Alpine 'Iceman' felled by arrow
ROME — It wasn't a fall or the cold that killed him, scientists say. The "Iceman," a Bronze Age hunter whose 5,300-year-old frozen body was discovered in the Alps, was shot through the chest with an arrow and likely died in agony.
The discovery of an arrowhead embedded in the Iceman's shoulder solves the mystery of how he died — an open question since his well-preserved corpse was discovered a decade ago.
The mummy was discovered in a glacier in the Tyrolean Alps on the Italian-Austrian border in 1991.

South Korean slams Japanese 'distortion'
HANOI — South Korean Foreign Minister Han Seung-soo yesterday warned that Japan's "distortion" of its history textbooks, which critics say whitewash World War II atrocities, would hurt bilateral relations.

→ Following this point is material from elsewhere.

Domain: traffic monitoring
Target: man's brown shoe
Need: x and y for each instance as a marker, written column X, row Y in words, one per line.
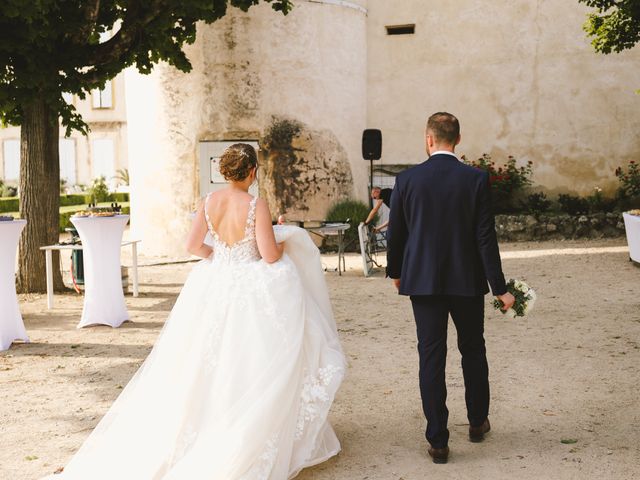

In a meeting with Japanese Foreign Minister Makiko Tanaka on the sidelines of an Association of Southeast Asian Nations forum here, Mr. Han also urged Japanese leaders to cancel a visit to a shrine honoring Japan's war dead, including convicted war criminals.

Sri Lankan airport reopens after attack
COLOMBO, Sri Lanka — This country's only international airport reopened yesterday, one day after a suicide attack by Tamil Tiger rebels that left 20 dead, destroyed passenger jets and closed the airport.
President Chandrika Kumaratunga, facing growing opposition to her rule, appealed for political support to end the ethnic war.